Zélia Duncan conta a história da Tropicália em 'Alegria Alegria'

Cantora estreia em musical que apresenta o movimento que pregou a liberdade

Ubiratan Brasil, O Estado de S.Paulo

12 Maio 2017 | 07h00

Se o espetáculo Totatiando foi um divisor na vida e na carreira da cantora e compositora Zélia Duncan, o musical Alegria Alegria, que estreia hoje, no Teatro Santander, é a realização de um desafio. “Foi um aprendizado diário, um andar na corda bamba a quatro metros de altura, mas com uma rede de proteção representada pelo Moacyr Góes”, garante ela, também estreando nesse gênero artístico, à frente de um elenco de mais 15 profissionais.

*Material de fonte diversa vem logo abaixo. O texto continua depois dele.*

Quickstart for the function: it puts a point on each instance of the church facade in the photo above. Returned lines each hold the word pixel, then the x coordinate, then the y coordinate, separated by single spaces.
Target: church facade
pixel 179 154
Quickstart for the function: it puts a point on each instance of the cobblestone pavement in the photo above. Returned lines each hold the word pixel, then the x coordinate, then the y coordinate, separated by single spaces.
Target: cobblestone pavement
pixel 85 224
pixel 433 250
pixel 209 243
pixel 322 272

Góes é o diretor e criador de Alegria Alegria, uma bem urdida homenagem ao Tropicalismo, que completa 50 anos em 2017. Não se trata, porém, de um musical tradicional, ou seja, com uma trama permeada por canções que ajudam a narrativa até seu desenlace. “Para falar sobre o Tropicalismo, não podia ser algo tão afeito às normas”, explica. “Procurei estruturar um roteiro que contasse uma história, mas não de uma maneira tradicional, didático. Pretendi explicar o que foi o tropicalismo a partir da experiência de ouvir suas músicas, o que produzirá sentimentos, reflexões, emoções. É um espetáculo para ser saboreado.”

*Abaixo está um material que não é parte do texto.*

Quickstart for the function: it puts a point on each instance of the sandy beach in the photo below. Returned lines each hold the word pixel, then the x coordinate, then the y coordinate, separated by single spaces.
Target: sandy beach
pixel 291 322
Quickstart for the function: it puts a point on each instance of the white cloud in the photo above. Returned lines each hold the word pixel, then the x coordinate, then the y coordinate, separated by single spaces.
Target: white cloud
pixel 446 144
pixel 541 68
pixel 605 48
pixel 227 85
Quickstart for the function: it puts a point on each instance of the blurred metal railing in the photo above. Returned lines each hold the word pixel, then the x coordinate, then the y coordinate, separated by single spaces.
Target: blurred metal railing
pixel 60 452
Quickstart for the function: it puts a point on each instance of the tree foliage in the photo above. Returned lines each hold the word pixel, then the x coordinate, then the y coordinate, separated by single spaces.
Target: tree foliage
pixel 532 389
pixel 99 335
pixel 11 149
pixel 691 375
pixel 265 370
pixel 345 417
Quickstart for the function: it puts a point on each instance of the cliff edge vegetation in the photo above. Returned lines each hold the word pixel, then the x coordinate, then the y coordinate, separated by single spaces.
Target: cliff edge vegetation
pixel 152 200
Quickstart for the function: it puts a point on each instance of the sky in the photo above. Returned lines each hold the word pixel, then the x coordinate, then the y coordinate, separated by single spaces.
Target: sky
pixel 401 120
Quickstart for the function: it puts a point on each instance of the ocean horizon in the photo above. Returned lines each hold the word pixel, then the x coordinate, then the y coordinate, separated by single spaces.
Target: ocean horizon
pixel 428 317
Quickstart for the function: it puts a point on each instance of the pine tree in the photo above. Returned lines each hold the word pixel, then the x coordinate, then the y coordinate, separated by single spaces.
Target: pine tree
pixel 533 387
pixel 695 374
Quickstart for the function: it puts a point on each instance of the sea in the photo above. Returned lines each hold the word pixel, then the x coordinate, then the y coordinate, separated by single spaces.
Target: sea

Foi justamente essa viagem pessoal - ao mesmo tempo crítica a amorosa - que encantou Zélia. “Sempre pautei minha trajetória artística na busca de riscos”, conta ela. “Canto desde 1981, ainda que passei a ser conhecida a partir de 1995. E, desde sempre, eu me interessei por novos caminhos.” A insatisfação com o óbvio e a mesmice coincide com os interesses de Góes, seu velho amigo. “Conheço Zélia desde os anos 1990, quando lhe dei aula na CAL (Casa das Artes de Laranjeiras), no Rio. Naquele momento, ela já delineava as características que norteariam sua carreira”, comenta Goes. “Zélia sempre foi tropicalista, carregando uma gana por experimentos, sem medo dos embates estéticos.”

Nesse sentido, a decisão do diretor em pautar o espetáculo a partir da obra de Caetano Veloso encontrou eco com Zélia. “Sou íntima das canções de Caetano, sempre fui sua ouvinte. E, aqui, apresentamos um recorte histórico da Tropicália, que mostra como o movimento continua atual. São artistas que se arriscaram em um momento conturbado, com Caetano dando a cara pra bater. Era o talento misturado com a coragem.”

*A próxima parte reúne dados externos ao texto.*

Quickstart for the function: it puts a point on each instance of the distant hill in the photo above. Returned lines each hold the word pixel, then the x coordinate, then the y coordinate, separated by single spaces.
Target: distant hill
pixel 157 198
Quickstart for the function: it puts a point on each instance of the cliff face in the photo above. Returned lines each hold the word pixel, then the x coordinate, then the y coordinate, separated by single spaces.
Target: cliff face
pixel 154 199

Apesar de protagonista, Zélia se insere no estilo do musical. “Trago minha assinatura, mas participo de muitas cenas junto com o coro.” Seu posicionamento solidário (logo, todos passaram a chamá-la por ZD) contribuiu para o crescimento do elenco, formado por nomes experientes do musical brasileiro, como Ingrid Gaigher e Patrick Amstalden, entre outros.

“Mais que uma cantora, Zélia é uma atriz e, como ela mesma disse, uma profunda pesquisadora da palavra, por isso que seu entendimento da música como um texto é espetacular - ela entendeu a linguagem”, comenta Thiago Gimenes, responsável pela direção vocal e pela regência. “Como conhece bem o repertório, ela estava pronta para explicar quando surgia alguma dúvida. O espetáculo é um recorte musical e Zelia, sua narradora, o corifeu. É ela quem faz as transições que permitem entender o que foi o Tropicalismo, desde o auge, a apoteose, até o exílio forçado de seus criadores.”

ALEGRIA ALEGRIA, O MUSICAL

Teatro Santander. Av. Juscelino Kubitschek, 2.041. 5ª e 6ª, 21h; sáb., 18h e 21h; dom., 18h (dia 14, 17h e 20h). R$ 50/ R$ 250. Até 9/7.